The inhibitory effect of small interference RNA protein kinase C-alpha on the experimental proliferative vitreoretinopathy induced by dispase in mice

摘要

Aim: To evaluate the effects of small interference RNA protein kinase C-alpha (siRNA-PKCα) on experimental proliferative vitreoretinopathy (PVR) induced by dispase in mice. Methods: C57BL/6 mice PVR models (4–6 weeks old) were induced by intravitreal injection of dispase and then equally divided into six groups. After 1 week, the five treatment groups received 2 μL intravitreal injections of siRNA-PKCα at a concentration of 250 nM, 500 nM, 750 nM, 1000 nM, and 1500 nM, respectively, while the negative control group received 2 μL of 500 nM no-silencing siRNA. SiRNA-PKCα was transfected by a square wave electroporator. Postoperative ophthalmic observations of lens clarity and the fundus of the eyes were performed periodically. The eyeballs of the mice were enucleated and imbedded in optimal cutting temperature to perform histological and immunofluorescence analysis at the end of a 4-week observation period.
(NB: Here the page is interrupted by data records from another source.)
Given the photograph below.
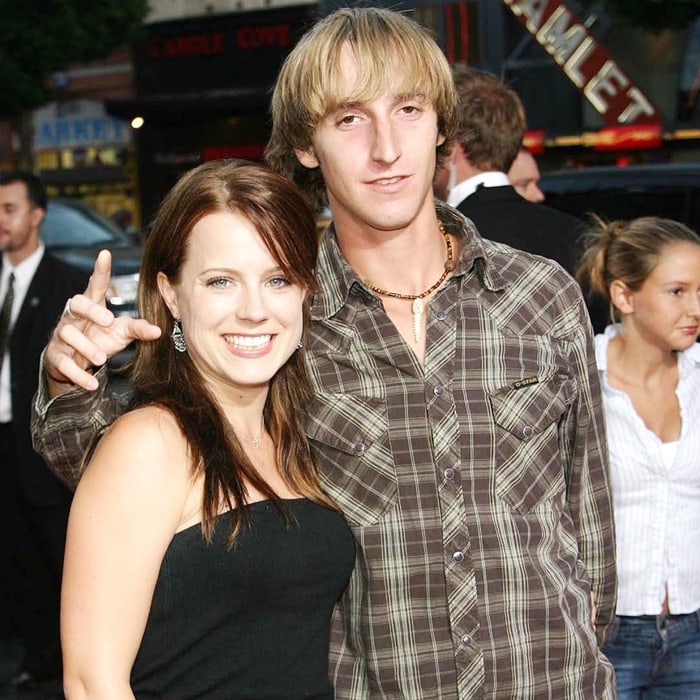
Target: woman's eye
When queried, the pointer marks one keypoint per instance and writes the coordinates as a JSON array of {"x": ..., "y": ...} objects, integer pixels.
[
  {"x": 279, "y": 282},
  {"x": 218, "y": 282}
]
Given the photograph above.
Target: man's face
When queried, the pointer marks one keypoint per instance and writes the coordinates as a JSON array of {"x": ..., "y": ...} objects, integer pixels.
[
  {"x": 19, "y": 222},
  {"x": 524, "y": 175},
  {"x": 377, "y": 159}
]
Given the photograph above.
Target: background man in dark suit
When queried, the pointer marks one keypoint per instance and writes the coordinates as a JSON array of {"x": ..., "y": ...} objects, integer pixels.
[
  {"x": 492, "y": 126},
  {"x": 34, "y": 505},
  {"x": 475, "y": 180}
]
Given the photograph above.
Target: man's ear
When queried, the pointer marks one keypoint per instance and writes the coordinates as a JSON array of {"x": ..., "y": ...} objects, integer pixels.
[
  {"x": 622, "y": 297},
  {"x": 167, "y": 291},
  {"x": 307, "y": 157},
  {"x": 37, "y": 216}
]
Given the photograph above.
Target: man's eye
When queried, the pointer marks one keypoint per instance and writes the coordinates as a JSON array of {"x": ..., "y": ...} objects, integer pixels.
[{"x": 279, "y": 282}]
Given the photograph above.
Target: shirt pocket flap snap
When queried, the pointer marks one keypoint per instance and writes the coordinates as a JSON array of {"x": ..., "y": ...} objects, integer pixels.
[
  {"x": 349, "y": 437},
  {"x": 526, "y": 411}
]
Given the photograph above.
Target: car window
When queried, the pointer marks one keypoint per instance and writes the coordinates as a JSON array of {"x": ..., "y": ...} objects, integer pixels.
[
  {"x": 78, "y": 227},
  {"x": 627, "y": 203}
]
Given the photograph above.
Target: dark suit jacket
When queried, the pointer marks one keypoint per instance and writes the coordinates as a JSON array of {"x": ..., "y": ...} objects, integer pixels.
[
  {"x": 53, "y": 283},
  {"x": 502, "y": 215}
]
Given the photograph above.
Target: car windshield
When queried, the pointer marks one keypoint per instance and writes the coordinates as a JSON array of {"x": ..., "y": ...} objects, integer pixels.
[{"x": 77, "y": 226}]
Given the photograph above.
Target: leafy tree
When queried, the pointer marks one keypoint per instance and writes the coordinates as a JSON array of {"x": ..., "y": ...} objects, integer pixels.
[
  {"x": 651, "y": 14},
  {"x": 41, "y": 37}
]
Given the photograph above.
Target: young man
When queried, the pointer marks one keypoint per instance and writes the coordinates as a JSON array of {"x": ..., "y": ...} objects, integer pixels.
[
  {"x": 457, "y": 421},
  {"x": 33, "y": 503}
]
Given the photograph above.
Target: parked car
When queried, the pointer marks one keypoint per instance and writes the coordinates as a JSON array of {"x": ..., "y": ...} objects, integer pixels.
[
  {"x": 75, "y": 232},
  {"x": 670, "y": 190}
]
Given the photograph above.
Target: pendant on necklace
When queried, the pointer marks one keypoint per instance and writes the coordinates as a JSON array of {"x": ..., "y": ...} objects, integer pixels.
[{"x": 417, "y": 311}]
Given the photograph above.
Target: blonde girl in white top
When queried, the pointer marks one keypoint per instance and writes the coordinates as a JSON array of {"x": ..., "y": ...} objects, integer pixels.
[{"x": 649, "y": 363}]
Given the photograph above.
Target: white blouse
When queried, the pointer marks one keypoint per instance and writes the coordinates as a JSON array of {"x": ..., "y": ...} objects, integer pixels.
[{"x": 656, "y": 494}]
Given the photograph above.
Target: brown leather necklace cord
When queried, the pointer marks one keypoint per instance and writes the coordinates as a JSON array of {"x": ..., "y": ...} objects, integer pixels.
[{"x": 449, "y": 266}]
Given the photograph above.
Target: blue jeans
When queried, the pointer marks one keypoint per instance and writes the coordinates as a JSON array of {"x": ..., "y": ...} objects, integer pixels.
[{"x": 656, "y": 657}]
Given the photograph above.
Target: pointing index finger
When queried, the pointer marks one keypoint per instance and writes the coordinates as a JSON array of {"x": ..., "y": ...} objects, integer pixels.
[{"x": 99, "y": 279}]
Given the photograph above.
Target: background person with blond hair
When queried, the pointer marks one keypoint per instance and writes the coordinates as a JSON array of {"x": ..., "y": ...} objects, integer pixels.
[{"x": 649, "y": 364}]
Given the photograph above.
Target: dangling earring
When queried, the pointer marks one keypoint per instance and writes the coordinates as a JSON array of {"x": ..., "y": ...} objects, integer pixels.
[{"x": 178, "y": 338}]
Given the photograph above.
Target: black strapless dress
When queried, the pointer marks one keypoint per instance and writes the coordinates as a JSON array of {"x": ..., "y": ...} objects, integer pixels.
[{"x": 253, "y": 622}]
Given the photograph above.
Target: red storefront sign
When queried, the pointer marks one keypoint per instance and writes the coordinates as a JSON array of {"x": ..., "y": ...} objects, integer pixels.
[{"x": 585, "y": 61}]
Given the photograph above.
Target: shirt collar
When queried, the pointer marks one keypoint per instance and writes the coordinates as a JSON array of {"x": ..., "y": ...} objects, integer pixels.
[
  {"x": 462, "y": 190},
  {"x": 337, "y": 280},
  {"x": 24, "y": 272}
]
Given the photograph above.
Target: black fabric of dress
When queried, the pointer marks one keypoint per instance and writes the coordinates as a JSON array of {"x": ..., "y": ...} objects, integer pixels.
[{"x": 252, "y": 622}]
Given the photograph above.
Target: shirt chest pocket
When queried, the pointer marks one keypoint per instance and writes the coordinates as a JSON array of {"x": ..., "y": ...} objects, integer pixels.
[
  {"x": 349, "y": 438},
  {"x": 529, "y": 466}
]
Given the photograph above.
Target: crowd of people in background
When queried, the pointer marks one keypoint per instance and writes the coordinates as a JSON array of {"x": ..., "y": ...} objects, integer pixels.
[{"x": 449, "y": 451}]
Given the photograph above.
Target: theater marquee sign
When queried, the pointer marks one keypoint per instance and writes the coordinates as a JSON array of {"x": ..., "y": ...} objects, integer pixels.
[{"x": 585, "y": 62}]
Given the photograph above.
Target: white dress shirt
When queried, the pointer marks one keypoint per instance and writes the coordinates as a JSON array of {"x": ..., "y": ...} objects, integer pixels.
[
  {"x": 656, "y": 493},
  {"x": 24, "y": 274},
  {"x": 463, "y": 189}
]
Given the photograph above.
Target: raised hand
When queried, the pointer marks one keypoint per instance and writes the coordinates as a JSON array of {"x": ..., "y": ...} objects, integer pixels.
[{"x": 88, "y": 334}]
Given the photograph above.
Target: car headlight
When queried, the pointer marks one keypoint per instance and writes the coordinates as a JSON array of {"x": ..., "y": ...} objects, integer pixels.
[{"x": 122, "y": 290}]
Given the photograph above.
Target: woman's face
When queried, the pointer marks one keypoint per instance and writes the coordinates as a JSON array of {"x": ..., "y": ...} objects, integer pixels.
[
  {"x": 240, "y": 315},
  {"x": 666, "y": 309}
]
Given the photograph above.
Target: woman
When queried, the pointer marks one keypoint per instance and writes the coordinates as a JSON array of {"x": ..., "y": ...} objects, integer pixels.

Results: Four weeks after the siRNA-PKCα injections, there are 100% lens dissolution and 100% PVR in the 250 nM group and 70%, 70%, 70%, and 50% PVR in the 500 nM, 750 nM, 1000 nM, and 1500 nM groups, respectively, which is significantly different from the negative group. Abnormalities in fundus appearance were related to the concentrations of siRNA-PKCα; a higher concentration of siRNA-PKCα resulted in a more normal fundus. Histological sections by hematoxylin-eosin staining of the eyes support the clinical observation. Immunofluorescence analysis showed that RPE65, glutamine synthase, glial acidic fibrillary protein, and α-smooth muscle actin were increasing in the retina with the decreasing concentration of siRNA-PKCα, indicating that intraocular siRNA-PKCα can partly inhibit changes of markers for glia cells, fibroblast cells, retinal pigment epithelium cells, and Müller cells in the process of PVR. Conclusion: Gene therapy with siRNA-PKCα could effectively inhibit PVR in mice and provide us with a novel therapeutic target on PVR.